Emerenziano Paronzini, ragioniere di Luino e lettore del Mantegazza (la sua Fisiologia del piacere, ripassata in chiesa, è un colpo di genio) adocchia le sorelle Tettamanzi in virtù dell’eredità. Tersilia (Francesca Romana Coluzzi), Camilla (Milena Vukotic) e Fortunata (Angela Goodwin) sono orfane di un naturalista dedito a combinazioni vegetali, a mostruosi esperimenti condotti nel perimetro dell’orto. Amante degli agi, Paronzini seduce la maggiore impiantandosi in casa – invadendo, anzi, i letti di tutte le sorelle, trasformando la magione in uno sghembo harem. I piaceri negati – rattenuti dalla morale e dall’ingerenza della chiesa – esplodono dunque fuorimisura, con il lungolago a delimitare un orizzonte di vita laida, denso di umori e scricchiolii “boccacceschi”.
Tognazzi/Paronzini emblema della limitatezza
L’aria molle, tramata di malinconia soffusa, predispone la trama a un rovesciamento grottesco, dove il surmenage di Paronzini – con conseguente paralisi – risulta il compimento di un ordine “naturale”. Tutto, in quest’uomo, è votato al gallismo (categoria arcinota del cinema di allora) ma tutto è intessuto di un’untuosa limitatezza.
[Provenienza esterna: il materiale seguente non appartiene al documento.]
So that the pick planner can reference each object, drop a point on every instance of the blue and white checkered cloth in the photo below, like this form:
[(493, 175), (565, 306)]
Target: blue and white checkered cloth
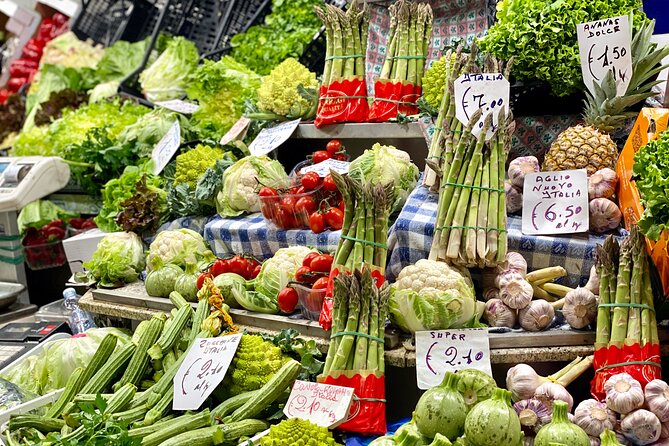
[(252, 234), (410, 240)]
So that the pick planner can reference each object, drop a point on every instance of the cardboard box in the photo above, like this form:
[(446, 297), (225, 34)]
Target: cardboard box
[(80, 248)]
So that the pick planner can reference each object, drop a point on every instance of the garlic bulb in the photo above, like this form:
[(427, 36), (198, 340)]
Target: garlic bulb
[(521, 166), (623, 393), (657, 399), (602, 184), (536, 316), (580, 308), (497, 314), (550, 391), (594, 417), (604, 215), (533, 415), (514, 198), (641, 427)]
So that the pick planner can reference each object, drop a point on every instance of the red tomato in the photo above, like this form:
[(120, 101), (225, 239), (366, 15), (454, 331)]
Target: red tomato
[(309, 257), (317, 222), (329, 184), (287, 300), (310, 180), (319, 156), (201, 278), (334, 217), (321, 263), (333, 146)]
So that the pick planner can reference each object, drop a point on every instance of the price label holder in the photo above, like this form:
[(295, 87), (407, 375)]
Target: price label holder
[(179, 106), (202, 371), (166, 148), (323, 168), (606, 45), (486, 91), (269, 139), (556, 202), (236, 131), (441, 351), (322, 404)]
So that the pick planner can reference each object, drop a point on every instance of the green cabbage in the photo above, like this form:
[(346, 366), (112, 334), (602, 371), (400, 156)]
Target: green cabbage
[(118, 259), (387, 164), (50, 369)]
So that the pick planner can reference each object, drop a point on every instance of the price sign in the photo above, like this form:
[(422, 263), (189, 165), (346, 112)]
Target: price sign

Persino la ferita da reduce, da ex combattente sul fronte greco-abanese, è il marchio di dis-onore di un individuo mediocre, che reca nelle terga il suo il suo pseudo-valore.
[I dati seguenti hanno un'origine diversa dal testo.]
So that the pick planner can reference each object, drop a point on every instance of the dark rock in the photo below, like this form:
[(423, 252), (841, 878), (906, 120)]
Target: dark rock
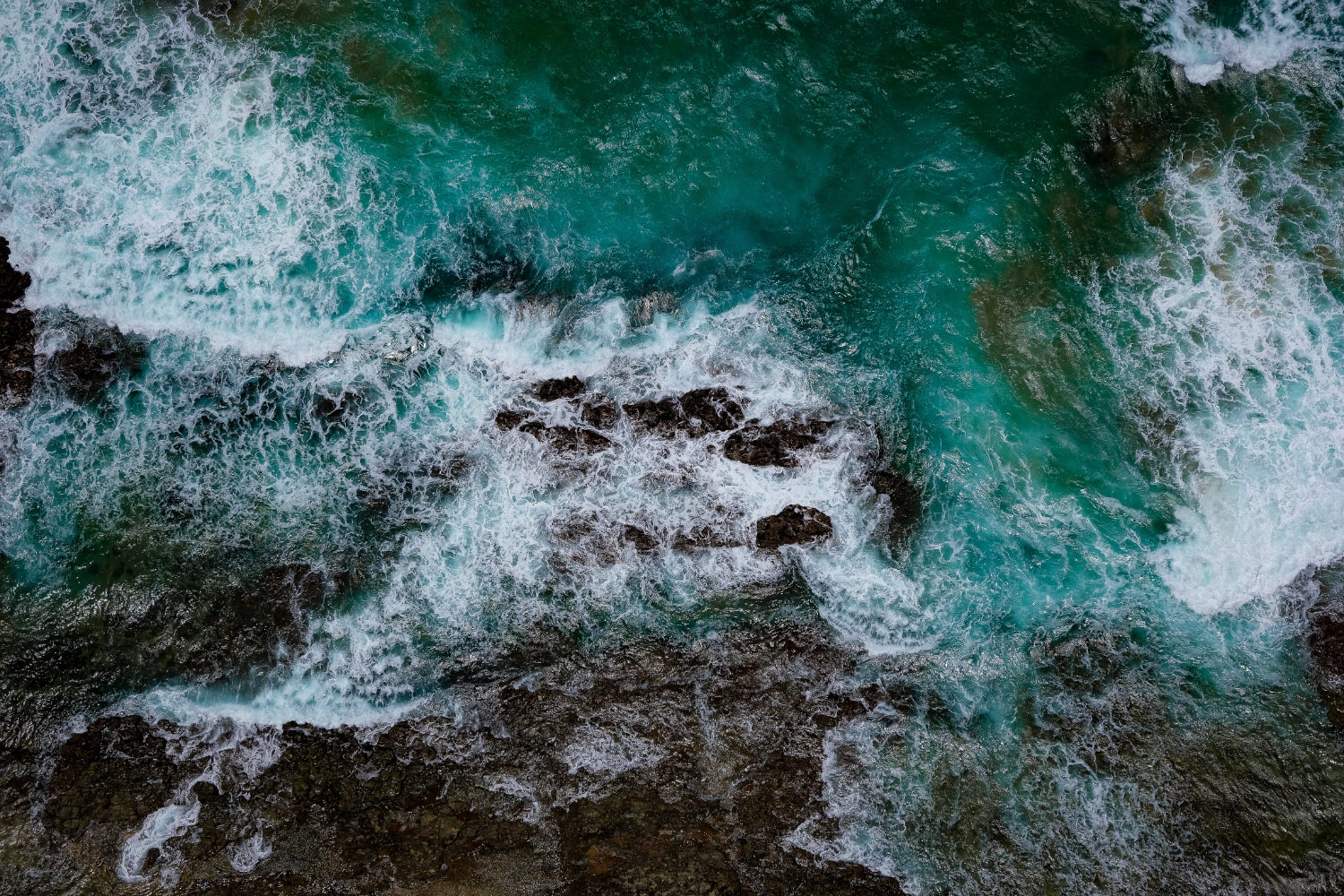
[(795, 524), (558, 389), (1325, 637), (774, 445), (18, 338), (1126, 134), (99, 357), (718, 759), (599, 413), (567, 440), (696, 413), (640, 538), (703, 536), (663, 417), (711, 410)]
“Un essere volgare per me è colui che non ha altri interessi al di là del sesso e del cibo, cioè un uomo assolutamente vuoto, privo di idee sul mondo che superino lo stato animale, che dico, vegetale. Privo di cultura; privo di sensibilità artistica. Tognazzi mi ha capito benissimo ed è stata una fortuna, perché Tognazzi è un attore stupendo se entri in sintonia con lui […]”[4].
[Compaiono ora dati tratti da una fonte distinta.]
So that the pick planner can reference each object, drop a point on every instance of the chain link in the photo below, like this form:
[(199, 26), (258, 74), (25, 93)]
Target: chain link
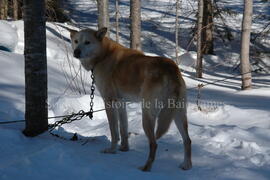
[(76, 116)]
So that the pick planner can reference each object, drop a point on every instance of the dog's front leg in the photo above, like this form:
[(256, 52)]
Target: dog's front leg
[(112, 115)]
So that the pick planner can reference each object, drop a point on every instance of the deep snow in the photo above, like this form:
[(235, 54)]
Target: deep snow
[(230, 136)]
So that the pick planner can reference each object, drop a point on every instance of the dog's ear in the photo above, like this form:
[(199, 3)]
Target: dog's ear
[(100, 34)]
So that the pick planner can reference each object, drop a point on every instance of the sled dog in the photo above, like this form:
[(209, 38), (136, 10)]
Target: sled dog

Quanto alle donne, campioni di un erotismo che procede dai dettagli (le gambe, i capelli, le mani), compongono una totalità resa tale dal “brutto”. È la segmentazione delle parti – più che il corpo in sé – a muovere l’occhio di Lattuada. E non vi è riscatto etico né esaltazione del diverso; solo il disvelamento di certe pratiche, di comuni – seppur inconfessabili – meschinità umane.
Note
[1] A. Lattuada, I miei film con Chiara, in “Tutto Libri”, 22 febbraio 1986.
[2] O. Caldiron, L’occhio di Lattuada, prefazione ad A. Zanellato (a cura di), Venga a prendere il caffè… da noi, Atripalda, Mephite, 2015.
[3] U. Tognazzi in “Ecran”, 73, Parigi, 19, novembre 1973, p. 8.
[4] La definizione si deve a Goffredo Fofi ed è tratta dalla quarta di copertina del volume di Zanellato.
[5] Citazione di A. Lattuada in C. Cosulich, I film di Alberto Lattuada, Roma, Gremese, 1985, p. 98.